The Chinese state-owned company that made the trains involved in a deadly crash last month has signed a 2.54 billion yuan ($395 million) contract to provide trains to Turkmenistan.
China South Locomotive and Rolling Stock Corp (CSR) signed the deal "recently" and is due to start delivery to the central Asian country in 21 months, the company said in a statement Monday.
This is the second major order announced by CSR after a high-speed train crash near the eastern city of Wenzhou on July 23 killed 40 people and injured nearly 200 others.
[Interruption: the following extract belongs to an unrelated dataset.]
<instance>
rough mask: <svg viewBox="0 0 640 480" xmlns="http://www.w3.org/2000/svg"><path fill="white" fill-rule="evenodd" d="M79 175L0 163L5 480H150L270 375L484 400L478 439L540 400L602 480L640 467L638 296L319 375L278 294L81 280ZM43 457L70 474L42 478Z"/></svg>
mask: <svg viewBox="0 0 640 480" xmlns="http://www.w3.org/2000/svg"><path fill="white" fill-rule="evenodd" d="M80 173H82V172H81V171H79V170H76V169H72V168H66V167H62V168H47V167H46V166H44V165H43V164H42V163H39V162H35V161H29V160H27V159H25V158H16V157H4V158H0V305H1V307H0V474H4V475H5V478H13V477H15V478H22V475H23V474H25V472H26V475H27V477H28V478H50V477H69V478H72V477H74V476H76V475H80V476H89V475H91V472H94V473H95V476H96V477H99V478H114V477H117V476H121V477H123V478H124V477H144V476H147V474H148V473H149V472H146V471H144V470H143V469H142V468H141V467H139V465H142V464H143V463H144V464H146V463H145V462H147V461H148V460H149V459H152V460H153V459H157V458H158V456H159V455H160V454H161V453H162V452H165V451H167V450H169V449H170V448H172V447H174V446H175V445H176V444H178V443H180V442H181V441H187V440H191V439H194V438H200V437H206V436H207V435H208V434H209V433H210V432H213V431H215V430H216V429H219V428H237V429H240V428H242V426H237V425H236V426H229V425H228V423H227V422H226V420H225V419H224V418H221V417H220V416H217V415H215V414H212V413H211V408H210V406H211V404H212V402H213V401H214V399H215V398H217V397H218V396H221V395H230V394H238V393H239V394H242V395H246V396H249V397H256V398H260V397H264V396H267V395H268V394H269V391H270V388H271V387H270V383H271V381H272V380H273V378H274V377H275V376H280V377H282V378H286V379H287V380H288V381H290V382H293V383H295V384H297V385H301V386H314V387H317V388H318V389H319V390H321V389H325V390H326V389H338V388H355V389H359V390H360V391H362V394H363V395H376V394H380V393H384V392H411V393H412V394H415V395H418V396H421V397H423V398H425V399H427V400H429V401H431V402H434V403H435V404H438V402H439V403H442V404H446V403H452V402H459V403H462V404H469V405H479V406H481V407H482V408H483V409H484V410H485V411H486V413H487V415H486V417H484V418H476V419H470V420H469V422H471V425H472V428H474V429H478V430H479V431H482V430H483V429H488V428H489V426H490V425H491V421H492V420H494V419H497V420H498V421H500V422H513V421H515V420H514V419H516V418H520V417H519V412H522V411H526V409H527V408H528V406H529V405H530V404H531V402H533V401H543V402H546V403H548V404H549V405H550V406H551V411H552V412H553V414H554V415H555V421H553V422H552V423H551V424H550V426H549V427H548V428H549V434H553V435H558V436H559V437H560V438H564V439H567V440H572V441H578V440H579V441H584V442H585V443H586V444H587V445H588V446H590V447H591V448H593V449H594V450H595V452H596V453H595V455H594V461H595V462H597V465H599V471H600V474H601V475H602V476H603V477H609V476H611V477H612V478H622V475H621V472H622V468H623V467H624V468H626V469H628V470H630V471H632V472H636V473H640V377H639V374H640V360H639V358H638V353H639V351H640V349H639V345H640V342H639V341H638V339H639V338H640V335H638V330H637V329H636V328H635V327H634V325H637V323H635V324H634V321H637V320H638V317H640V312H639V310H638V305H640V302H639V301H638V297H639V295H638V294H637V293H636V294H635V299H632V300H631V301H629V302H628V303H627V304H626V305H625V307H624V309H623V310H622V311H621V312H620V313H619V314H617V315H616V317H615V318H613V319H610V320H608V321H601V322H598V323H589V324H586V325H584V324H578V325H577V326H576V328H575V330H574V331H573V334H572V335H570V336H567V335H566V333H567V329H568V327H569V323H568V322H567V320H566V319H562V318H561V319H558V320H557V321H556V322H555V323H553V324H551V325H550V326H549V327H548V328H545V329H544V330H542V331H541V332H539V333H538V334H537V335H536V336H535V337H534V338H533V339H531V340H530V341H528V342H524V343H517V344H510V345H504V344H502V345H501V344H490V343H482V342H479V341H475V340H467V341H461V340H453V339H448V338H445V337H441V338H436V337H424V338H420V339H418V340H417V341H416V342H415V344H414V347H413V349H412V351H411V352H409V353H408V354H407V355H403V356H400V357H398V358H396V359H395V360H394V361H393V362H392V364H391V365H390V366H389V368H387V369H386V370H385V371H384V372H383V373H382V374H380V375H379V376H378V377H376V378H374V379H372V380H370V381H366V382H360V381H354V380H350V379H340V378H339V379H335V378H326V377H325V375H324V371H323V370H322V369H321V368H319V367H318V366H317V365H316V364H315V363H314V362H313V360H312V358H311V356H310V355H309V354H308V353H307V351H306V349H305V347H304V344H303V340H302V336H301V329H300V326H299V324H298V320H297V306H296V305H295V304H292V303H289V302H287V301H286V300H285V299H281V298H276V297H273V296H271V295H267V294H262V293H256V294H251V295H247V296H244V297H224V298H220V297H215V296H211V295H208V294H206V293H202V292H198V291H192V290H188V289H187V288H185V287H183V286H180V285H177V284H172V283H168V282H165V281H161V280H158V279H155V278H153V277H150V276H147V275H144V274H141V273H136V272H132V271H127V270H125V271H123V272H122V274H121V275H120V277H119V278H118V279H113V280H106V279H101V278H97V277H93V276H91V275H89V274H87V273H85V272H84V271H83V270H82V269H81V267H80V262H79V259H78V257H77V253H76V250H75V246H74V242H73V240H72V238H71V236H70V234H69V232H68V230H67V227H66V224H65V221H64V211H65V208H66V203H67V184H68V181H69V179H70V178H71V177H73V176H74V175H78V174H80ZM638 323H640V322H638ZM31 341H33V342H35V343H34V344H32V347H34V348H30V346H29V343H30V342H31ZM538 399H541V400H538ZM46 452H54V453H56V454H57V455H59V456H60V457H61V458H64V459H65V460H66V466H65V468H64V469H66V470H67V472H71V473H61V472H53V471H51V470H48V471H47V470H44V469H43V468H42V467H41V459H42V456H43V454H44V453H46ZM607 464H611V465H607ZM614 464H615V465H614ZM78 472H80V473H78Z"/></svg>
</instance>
The company said on July 28 that it had received six contracts to provide locomotives worth 6.9 billion yuan -- or 10.6 percent of its 2010 revenue -- to unnamed local and overseas firms.
China is keen to market its high-speed rail technology overseas, but the accident has raised fears such sales could be hampered.
Shanghai-listed shares of CSR -- whose joint venture with Canadian firm Bombardier made both trains -- have dropped over 20 percent since the accident, which sparked concern over the safety of China's fast-growing high-speed network.
A government investigation later blamed the crash on faulty signalling equipment.
CSR nevertheless postponed a shareholders' meeting originally planned for August 5, which was intended to vote on an 11-billion-yuan private placement to raise new funds.
The company said the meeting had been rescheduled for September 29 so that it could communicate fully with its investors about the prospects of the firm and the industry.
CSR posted a net profit of 2.04 billion yuan in the first half of the year, up 85 percent from the previous year on strong demand for high-speed rail equipment. Revenue jumped 42 percent to 40.12 billion yuan in the period.